２０プロセッサ・バックプレーン２２ＡＳＩＣバックプレーン２４メモリ２６周辺装置２８外部インターフェース１００プロセッサ１０２プロセッサコア１０４メモリ管理ユニット Reference Signs List 20 processor backplane 22 ASIC backplane 24 memory 26 peripheral device 28 external interface 100 processor 102 processor core 104 memory management unit

フロントページの続き (72)発明者マークビュセルアメリカ合衆国ペンシルバニア、ピッツバーグ、ドウイアベニュー 329 (72)発明者エリックポンソフランス国バンス、ルートドカニュー、347、レドンドラコストContinued on the front page (72) Inventor Mark Busel United States of America Pennsylvania, Pittsburgh, Doui Avenue 329 (72) Inventor Eric Ponceau France Vance, Route de Canigne, 347, Redon de Lacoste

Claims

[Claims]

1. A microprocessor, comprising: a microprocessor operable to decode an instruction fetched from an instruction memory having a first length selected from a first plurality of instruction fetch lengths. An instruction buffer unit for executing an instruction decoded by the instruction buffer unit; and a program counter adapted to generate an instruction address provided to an instruction memory. A digital system, wherein the buffer unit is operable to decode a first software breakpoint instruction selected to have a length equal to any of the first plurality of instruction length formats.

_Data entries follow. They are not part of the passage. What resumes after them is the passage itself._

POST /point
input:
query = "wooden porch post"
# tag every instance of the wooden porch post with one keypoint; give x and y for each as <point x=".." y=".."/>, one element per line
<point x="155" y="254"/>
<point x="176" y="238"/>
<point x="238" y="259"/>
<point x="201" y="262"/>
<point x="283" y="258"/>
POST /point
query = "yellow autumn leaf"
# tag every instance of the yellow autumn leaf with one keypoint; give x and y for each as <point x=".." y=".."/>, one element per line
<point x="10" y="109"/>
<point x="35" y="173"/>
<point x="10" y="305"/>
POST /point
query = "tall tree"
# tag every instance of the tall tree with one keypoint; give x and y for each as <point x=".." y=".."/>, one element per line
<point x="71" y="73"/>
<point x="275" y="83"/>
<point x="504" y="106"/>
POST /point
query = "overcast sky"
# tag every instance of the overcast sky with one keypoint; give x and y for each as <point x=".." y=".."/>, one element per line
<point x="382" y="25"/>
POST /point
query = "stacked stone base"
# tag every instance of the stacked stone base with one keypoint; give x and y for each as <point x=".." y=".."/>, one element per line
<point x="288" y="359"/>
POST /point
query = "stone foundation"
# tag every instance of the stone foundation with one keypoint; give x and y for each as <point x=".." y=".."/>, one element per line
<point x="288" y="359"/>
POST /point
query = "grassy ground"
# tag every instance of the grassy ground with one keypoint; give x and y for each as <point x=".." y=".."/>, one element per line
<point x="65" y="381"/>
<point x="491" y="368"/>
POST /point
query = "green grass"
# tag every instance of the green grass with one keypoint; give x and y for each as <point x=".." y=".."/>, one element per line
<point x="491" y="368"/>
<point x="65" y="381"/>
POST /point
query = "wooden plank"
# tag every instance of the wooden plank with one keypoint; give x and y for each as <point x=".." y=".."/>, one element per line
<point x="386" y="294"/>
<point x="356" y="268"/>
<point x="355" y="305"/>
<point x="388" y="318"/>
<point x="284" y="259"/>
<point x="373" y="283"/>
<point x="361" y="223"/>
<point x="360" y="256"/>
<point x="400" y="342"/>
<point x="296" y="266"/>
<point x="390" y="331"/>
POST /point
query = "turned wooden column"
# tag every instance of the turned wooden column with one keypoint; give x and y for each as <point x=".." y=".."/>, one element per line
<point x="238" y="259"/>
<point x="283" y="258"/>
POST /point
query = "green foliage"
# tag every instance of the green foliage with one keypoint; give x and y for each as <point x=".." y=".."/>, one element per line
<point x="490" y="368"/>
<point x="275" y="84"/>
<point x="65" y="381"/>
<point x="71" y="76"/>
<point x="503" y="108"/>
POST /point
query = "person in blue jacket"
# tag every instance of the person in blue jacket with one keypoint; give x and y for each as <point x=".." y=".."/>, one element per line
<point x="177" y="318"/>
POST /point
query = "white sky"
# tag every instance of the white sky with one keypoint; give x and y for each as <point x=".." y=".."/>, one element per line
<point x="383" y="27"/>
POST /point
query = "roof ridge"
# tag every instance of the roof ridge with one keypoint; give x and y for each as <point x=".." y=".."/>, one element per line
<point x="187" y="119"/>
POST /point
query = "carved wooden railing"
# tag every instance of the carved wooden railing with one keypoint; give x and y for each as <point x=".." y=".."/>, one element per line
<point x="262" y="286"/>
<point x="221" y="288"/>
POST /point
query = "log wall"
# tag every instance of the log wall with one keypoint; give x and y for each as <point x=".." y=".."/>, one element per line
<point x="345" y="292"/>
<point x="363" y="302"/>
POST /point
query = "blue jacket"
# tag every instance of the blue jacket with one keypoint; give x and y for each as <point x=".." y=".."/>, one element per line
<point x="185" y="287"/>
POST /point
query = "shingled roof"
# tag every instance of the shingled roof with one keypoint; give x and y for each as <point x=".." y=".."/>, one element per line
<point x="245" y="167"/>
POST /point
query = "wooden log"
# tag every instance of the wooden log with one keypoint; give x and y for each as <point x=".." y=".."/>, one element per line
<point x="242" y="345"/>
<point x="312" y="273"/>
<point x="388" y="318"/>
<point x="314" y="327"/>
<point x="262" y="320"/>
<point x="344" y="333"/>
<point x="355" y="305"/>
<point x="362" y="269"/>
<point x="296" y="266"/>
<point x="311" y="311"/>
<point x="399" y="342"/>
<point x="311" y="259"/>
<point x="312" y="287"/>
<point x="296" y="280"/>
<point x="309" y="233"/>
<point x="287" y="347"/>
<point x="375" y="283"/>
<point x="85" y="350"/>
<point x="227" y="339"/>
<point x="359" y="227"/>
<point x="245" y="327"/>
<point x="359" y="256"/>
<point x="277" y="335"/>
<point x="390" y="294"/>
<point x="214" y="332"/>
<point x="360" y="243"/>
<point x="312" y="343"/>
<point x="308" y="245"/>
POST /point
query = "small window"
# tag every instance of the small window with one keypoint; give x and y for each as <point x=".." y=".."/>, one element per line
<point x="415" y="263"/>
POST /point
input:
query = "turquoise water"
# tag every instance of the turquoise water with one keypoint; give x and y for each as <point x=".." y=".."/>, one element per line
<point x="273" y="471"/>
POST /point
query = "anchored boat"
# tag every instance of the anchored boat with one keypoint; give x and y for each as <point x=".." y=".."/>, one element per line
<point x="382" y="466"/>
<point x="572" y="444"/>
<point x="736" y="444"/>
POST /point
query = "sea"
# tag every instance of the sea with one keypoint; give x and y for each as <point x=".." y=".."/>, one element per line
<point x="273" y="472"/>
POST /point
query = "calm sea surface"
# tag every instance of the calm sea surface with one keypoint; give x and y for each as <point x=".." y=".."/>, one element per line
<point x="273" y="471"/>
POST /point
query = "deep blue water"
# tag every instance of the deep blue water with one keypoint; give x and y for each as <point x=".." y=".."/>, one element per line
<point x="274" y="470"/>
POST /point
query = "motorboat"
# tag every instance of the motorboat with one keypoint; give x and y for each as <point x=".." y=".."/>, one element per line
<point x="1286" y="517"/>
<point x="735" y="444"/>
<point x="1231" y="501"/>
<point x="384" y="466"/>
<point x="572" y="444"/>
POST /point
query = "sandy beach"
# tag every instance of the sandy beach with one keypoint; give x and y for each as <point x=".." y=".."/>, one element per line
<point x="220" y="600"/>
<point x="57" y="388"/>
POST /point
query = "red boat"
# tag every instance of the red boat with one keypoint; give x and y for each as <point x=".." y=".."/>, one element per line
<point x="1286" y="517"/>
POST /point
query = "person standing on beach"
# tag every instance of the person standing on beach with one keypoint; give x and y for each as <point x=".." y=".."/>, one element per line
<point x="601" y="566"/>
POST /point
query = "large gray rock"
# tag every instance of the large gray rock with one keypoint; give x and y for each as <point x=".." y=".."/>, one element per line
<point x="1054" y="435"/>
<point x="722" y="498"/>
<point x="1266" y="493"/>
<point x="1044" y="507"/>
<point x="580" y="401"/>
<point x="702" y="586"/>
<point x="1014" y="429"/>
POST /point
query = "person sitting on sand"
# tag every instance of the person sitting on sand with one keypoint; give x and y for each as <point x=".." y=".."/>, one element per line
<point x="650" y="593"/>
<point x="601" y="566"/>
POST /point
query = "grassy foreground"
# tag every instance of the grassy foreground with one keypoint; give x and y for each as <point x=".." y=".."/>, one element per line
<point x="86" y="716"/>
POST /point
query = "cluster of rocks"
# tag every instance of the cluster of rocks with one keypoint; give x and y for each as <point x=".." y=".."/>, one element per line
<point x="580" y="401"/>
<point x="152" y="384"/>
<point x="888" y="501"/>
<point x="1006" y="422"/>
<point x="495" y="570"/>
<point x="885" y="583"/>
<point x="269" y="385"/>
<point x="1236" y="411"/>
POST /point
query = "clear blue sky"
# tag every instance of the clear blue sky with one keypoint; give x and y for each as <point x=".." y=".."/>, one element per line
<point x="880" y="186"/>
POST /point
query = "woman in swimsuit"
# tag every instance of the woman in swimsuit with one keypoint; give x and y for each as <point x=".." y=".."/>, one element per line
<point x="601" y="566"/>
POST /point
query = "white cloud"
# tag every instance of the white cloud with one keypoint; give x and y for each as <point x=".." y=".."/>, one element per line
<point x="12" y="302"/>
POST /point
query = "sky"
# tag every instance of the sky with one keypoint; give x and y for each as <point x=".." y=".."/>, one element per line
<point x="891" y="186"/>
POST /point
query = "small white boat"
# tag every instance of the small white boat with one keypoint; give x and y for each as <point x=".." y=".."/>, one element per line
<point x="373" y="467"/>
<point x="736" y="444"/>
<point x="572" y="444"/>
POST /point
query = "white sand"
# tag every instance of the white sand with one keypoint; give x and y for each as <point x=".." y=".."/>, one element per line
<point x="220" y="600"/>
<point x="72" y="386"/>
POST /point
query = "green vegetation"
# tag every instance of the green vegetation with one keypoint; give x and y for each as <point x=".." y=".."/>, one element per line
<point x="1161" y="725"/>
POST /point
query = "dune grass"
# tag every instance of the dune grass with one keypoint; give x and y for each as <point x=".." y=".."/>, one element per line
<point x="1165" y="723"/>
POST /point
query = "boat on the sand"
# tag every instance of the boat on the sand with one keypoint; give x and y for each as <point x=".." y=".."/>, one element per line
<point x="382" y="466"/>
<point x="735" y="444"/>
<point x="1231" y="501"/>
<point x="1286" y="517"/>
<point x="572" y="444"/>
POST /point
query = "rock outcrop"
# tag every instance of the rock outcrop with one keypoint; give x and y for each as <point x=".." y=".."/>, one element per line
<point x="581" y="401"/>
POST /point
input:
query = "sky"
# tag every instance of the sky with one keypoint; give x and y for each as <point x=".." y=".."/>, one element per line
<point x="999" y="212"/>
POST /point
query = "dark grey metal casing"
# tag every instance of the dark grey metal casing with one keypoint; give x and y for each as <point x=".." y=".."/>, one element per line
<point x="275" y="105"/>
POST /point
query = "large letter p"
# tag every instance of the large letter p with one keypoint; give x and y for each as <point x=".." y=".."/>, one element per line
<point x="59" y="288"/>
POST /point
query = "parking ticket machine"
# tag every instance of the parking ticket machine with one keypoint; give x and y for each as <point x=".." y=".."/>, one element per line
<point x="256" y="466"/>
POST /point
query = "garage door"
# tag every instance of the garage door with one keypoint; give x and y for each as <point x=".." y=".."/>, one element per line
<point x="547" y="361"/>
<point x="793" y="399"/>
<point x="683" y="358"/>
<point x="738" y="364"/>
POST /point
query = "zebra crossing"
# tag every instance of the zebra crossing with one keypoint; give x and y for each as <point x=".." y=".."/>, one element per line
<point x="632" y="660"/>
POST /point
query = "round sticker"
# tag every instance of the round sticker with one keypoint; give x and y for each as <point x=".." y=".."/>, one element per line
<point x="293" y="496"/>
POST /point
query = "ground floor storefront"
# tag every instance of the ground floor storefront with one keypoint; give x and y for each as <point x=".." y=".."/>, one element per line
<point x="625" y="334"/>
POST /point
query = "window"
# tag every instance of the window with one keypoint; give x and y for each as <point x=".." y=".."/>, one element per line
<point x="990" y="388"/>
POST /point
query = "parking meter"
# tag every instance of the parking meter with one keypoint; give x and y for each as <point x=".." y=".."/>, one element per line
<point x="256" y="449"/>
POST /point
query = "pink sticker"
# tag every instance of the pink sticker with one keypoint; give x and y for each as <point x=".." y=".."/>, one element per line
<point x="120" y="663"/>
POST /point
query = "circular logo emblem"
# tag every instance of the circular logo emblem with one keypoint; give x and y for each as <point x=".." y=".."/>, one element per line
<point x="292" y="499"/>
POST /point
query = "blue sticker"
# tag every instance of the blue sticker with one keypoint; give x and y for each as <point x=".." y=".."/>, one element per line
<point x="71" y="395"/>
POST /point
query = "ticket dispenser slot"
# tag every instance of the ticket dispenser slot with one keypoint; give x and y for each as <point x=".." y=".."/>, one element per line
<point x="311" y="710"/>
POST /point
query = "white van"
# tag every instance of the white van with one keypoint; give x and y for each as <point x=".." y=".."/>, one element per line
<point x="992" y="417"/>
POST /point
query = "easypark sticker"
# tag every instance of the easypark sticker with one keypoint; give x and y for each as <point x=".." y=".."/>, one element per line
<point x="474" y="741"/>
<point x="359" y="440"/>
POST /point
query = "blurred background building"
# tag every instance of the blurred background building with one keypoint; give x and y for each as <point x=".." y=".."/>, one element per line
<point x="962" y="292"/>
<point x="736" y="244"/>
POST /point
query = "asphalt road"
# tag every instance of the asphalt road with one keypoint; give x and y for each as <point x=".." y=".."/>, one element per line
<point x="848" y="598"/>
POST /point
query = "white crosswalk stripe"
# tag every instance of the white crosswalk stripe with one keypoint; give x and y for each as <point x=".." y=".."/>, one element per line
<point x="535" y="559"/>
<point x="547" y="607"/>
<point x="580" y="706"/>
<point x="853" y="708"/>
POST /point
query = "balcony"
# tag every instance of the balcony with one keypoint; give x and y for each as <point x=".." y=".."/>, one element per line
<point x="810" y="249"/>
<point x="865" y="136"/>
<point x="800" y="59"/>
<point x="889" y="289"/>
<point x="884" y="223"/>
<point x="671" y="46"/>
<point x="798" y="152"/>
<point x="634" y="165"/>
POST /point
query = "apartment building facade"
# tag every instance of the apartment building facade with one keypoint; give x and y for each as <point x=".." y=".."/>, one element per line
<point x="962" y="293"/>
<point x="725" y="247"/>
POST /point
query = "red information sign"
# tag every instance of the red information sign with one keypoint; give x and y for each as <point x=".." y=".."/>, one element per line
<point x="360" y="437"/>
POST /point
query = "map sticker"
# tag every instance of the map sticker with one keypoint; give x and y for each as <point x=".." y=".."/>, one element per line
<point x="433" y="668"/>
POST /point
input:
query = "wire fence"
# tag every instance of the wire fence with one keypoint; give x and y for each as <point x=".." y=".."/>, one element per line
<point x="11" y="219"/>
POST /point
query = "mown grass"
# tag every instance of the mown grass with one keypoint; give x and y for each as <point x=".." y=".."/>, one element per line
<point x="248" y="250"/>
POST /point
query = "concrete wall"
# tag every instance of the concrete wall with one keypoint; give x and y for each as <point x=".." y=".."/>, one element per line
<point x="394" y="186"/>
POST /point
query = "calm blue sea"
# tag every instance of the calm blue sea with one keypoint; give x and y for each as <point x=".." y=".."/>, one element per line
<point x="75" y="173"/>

Responsive to a program counter from an instruction memory associated with the processor core, fetching the instruction;
Executing a sequence of instructions in an instruction pipeline of a processor core adapted to select the sequence of instructions from a set of instructions having a first plurality of instruction length formats; Converting the first instruction having the first instruction length format into a first software breakpoint instruction having a first instruction length format selected from a plurality of software breakpoint instructions having a second plurality of instruction length formats; Replacing the first software breakpoint instruction by executing the first software breakpoint instruction after executing the first portion of the instruction sequence; and replacing the first software breakpoint instruction with the instruction sequence. By replacing the first instruction in And a step resumes execution of the sequence of instructions,
A method for operating a digital system.